Wilson will face Councilman Guy J. Guzzone, who represents the North Laurel-Savage district.

The stressful primary's impact reached beyond politics when election board president Roland L. Howard, arguing that several absentee ballots should not be disqualified for their late delivery, suffered a heart attack last week.

He remained in critical condition at Howard County General Hospital yesterday afternoon.

Meanwhile, the local coordinators of each party looked ahead hopefully to the Nov. 5 election, each seeing the districts with close primaries as key seats in the fight for council dominance.
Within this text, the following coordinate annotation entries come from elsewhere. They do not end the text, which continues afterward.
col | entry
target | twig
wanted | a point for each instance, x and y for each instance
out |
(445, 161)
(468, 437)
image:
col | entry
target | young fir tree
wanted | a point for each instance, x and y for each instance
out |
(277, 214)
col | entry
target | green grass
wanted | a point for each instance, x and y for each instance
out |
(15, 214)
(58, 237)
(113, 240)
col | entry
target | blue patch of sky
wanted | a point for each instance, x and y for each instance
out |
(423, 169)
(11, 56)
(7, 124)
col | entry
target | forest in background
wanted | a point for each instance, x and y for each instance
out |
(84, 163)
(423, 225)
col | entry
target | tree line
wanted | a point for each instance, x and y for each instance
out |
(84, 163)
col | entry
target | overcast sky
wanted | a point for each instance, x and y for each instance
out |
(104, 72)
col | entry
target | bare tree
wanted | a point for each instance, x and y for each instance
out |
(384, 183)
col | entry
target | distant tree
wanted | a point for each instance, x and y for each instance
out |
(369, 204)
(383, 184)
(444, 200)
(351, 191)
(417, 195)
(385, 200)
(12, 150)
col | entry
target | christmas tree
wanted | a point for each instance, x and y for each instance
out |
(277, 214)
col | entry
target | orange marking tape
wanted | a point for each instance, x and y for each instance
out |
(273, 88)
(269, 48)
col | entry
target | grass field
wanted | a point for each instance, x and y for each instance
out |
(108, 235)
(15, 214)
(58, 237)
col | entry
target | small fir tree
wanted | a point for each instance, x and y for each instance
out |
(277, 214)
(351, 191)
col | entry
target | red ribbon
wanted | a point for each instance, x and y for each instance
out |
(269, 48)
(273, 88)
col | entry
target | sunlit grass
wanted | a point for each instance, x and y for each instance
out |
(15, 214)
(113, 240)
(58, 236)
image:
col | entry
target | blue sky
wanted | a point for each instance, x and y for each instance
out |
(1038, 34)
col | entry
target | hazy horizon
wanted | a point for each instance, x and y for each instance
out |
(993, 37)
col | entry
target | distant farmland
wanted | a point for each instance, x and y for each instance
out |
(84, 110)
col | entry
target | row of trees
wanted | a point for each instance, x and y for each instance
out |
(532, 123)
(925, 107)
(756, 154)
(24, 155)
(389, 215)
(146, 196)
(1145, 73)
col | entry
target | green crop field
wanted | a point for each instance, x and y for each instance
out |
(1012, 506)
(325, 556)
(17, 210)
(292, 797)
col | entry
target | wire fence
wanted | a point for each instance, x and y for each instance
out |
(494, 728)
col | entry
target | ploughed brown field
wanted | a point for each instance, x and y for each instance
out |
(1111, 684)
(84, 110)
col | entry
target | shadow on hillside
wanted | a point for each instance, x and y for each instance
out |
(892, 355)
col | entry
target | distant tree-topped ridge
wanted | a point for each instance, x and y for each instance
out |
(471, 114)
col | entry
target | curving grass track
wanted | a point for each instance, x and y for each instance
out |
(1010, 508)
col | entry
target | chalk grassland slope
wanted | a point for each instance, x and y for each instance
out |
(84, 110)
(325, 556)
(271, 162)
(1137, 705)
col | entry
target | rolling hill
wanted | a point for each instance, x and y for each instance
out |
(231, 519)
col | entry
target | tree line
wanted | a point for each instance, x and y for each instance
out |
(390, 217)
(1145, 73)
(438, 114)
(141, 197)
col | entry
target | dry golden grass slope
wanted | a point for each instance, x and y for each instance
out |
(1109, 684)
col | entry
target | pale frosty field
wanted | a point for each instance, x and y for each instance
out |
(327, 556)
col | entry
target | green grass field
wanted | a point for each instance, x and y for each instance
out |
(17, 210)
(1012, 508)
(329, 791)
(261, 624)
Democrats hold three of the five seats currently.

Both parties consider North Laurel-Savage the swing district because it's flip-flopped in the past, though they also agree that its demographics are more Democratic now after redistricting.

Wendy Fiedler, chairwoman of the county Democrats, sees District 4 as possibly the party's strongest base, with nearly twice as many registered Democrats as Republicans.

West Columbia has never been represented by a Republican in the 16 years Howard County has had council districts.

Fiedler views the close primary not as an ill omen but as a sign of two strong choices. "That just illustrates that both of our candidates were in touch with the needs and wishes of that constituency," she said.

But Louis M. Pope, county Republican Party chairman, is counting on Sigaty supporters to cross party lines for another local activist. He's watching both districts closely.

"Those two races are going to be very, very exciting races, and both of those races will be very close - just as the primaries were," he said.